Bryck
AI assistant for construction & trade teams
AI
B2B SaaS
UX Research
METHODS
Pretotype studies · Moderated interviews · Workflow simulation · Synthesis
INDUSTRY
Construction
LOCATION
London, UK
End-to-end product design and devleopment process that included discovery research and pretotype studies that validated willingness to pay prior to development.
The problem with the independent construction industry.
Construction and trade teams are notoriously hard to sell software to. Adoption of project management tools in this sector is low, particularly for independent contractors. Despite that, the problems that they face persist. The inspiration for this project came from the sheer amount of conversations we had with individuals who described to us in great detail the issues when they embark on residential renovation projects.
Unfortunately, adoption for these tools in the market is not currently hight. Most tools require behavior change that doesn't fit how small site teams naturally work.
Before embarking on a full-blown business venture, we aimed to validate commercial readiness by asking the following question: If we adapted the process to the channels that teams naturally use, would adoption barriers drop significantly? If true, would trade contractors and their clients be willing to invest in a solution that could solve this problem?

Phase 1: Generative interviews
We started by moterating interviews with trade contractors to understand coordination pain points: how they currently communicate on-site, where things fall through the cracks, and what tools they'd tried and stopped using.
Phase 2: Pretotype studies
The next step was to simulate the product experience manually to test whether the core behaviur would happen before investing in development. Testing willingness to engage and willingness to pay at the lowest possible build cost.
Phase 3: Workflow simulation
Designed n8n-powered workflow simulations to model user journeys before live sessions using AI to generate realistic outputs and map edge cases ahead of time, compressing the feedback loop.
Synthesis: All sessions synthesised in Dovetail. Tagging, clustering, and surfacing patterns across participants.

Coordination was a real problem.
Every contractor described the same failure mode: information in individual chats is not centralized, and follow-up manual and unreliable. Project management apps had been tried and tossed aside fairly quickly due to the fact that they required a steep learning curve and significant investment upfront.
The results concluded a significant discovery: contractors are unwilling to change their existing behavior without clear proof of value.
Contractors weren't going to switch communication tools. That barrier was simply too high and instead of resisting it, we hypothesized that we could deliver even more value by working with it. For this reason, WhatsApp integration became a non-negotiable.
We conducted numerous experiments moving beyond an MVP, to reach what we hoped would be the "minimum buyable product" or MVB. From the research, we had concluded that willingness to pay was conditional on proof. Contractors were willing to pay but only for demonstrably time-saving features on specific high-pain tasks.
We refined the offering optimizing purely for conversion. The goal was to deliver specialized value in a significant and measurable way prompting testers to become long-term users.

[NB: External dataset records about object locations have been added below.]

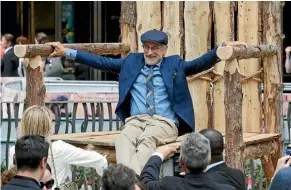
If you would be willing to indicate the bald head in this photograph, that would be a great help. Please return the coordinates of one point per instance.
(216, 143)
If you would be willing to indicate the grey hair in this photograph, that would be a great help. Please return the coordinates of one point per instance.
(195, 151)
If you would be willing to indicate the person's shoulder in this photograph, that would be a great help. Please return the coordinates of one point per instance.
(225, 187)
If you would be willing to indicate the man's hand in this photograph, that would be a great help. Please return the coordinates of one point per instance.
(167, 151)
(288, 49)
(283, 162)
(235, 43)
(59, 49)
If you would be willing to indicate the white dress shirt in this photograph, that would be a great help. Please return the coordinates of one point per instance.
(66, 155)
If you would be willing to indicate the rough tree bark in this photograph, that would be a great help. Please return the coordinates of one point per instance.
(128, 23)
(35, 88)
(249, 32)
(44, 50)
(171, 16)
(233, 116)
(198, 19)
(223, 14)
(273, 85)
(149, 17)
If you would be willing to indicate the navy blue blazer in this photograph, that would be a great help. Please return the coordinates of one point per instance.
(174, 71)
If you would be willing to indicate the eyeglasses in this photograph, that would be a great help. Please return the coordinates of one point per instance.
(49, 184)
(154, 49)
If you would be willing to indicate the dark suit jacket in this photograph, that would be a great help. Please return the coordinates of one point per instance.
(21, 183)
(9, 64)
(151, 172)
(174, 71)
(225, 175)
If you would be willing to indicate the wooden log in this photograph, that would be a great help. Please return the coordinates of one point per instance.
(35, 88)
(171, 26)
(257, 51)
(223, 31)
(249, 32)
(198, 19)
(44, 50)
(273, 84)
(128, 23)
(233, 116)
(149, 17)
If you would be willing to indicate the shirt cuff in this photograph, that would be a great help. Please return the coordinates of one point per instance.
(159, 155)
(71, 54)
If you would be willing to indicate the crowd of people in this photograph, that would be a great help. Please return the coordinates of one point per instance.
(155, 106)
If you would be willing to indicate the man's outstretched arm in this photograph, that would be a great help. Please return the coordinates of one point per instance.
(91, 60)
(207, 60)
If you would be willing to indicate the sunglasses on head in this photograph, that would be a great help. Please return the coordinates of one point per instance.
(49, 184)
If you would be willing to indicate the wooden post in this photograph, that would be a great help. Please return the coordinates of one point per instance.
(198, 18)
(224, 31)
(127, 25)
(273, 85)
(171, 26)
(149, 17)
(249, 32)
(233, 116)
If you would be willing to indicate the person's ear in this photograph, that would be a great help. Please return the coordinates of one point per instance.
(181, 162)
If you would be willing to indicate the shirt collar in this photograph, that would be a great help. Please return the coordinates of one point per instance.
(213, 165)
(158, 64)
(7, 49)
(27, 178)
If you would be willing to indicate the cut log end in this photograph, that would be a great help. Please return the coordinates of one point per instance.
(20, 50)
(225, 53)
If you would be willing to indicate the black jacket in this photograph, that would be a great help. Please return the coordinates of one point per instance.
(9, 64)
(21, 183)
(224, 175)
(151, 172)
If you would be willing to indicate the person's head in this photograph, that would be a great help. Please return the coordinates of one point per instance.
(155, 46)
(216, 144)
(21, 40)
(119, 177)
(8, 175)
(7, 40)
(195, 153)
(31, 152)
(36, 120)
(41, 38)
(47, 182)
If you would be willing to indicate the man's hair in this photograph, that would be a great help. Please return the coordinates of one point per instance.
(216, 143)
(195, 152)
(29, 151)
(8, 175)
(9, 38)
(41, 38)
(118, 177)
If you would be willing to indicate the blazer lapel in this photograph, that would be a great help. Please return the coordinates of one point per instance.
(168, 75)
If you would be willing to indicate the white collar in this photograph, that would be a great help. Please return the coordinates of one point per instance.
(7, 49)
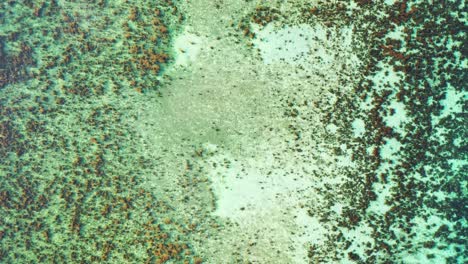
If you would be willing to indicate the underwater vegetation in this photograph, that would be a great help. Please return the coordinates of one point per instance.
(74, 172)
(70, 177)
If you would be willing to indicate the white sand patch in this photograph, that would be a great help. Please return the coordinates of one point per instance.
(187, 47)
(390, 148)
(359, 127)
(399, 118)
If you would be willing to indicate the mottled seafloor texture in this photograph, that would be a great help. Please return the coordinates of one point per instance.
(232, 131)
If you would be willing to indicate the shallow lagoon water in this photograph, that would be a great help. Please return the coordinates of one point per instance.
(232, 132)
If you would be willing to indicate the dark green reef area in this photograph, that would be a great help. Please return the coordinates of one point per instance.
(73, 171)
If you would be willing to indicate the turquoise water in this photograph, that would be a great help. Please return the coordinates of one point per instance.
(232, 132)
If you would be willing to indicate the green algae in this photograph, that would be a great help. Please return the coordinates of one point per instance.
(116, 153)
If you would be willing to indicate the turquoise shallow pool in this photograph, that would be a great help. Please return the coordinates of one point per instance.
(232, 132)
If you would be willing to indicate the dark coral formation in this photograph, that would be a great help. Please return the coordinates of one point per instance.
(70, 188)
(430, 66)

The pretotype phase killed two product directions before they were built, and allowed us to zone in on where we could offer the most value early-on, saving significantly on development time.
Willingness to pay being tied to specific tasks directly shaped roadmap sequencing. We prioritised those features first rather than building a complete product before testing commercial viability.
Outcomes
Willingness-to-pay validated before development began
Beta launched [March 2026] with profitability achieved within 1 week of deployment
Two product directions dropped in pretotype phase before build cost
Research-led practice established from day one in a 0→1 context
Reflection
The biggest tension in founder-led research is objectivity. When you've built a hypothesis and you're running the sessions, confirmation bias is a real risk — participants will often tell you what they think you want to hear, especially if you've been warm in building the relationship.
The pretotype approach helped with this because it moved the test from "do you like this idea?" to "will you actually use this?"
Throughout this project, we had the opportunity to work with a large number of users from immigrant and minority backgrounds. This population is generally hesitant to participate in research, and have a greater tendency to self-exclude, despite their continued usage of the technology.
To address this, we took the time to build rapport and immerse ourselves in their environment. Looking back, this was the most fulfilling part of the project, to be able to deliver value to a group that is often underserved by tech teams.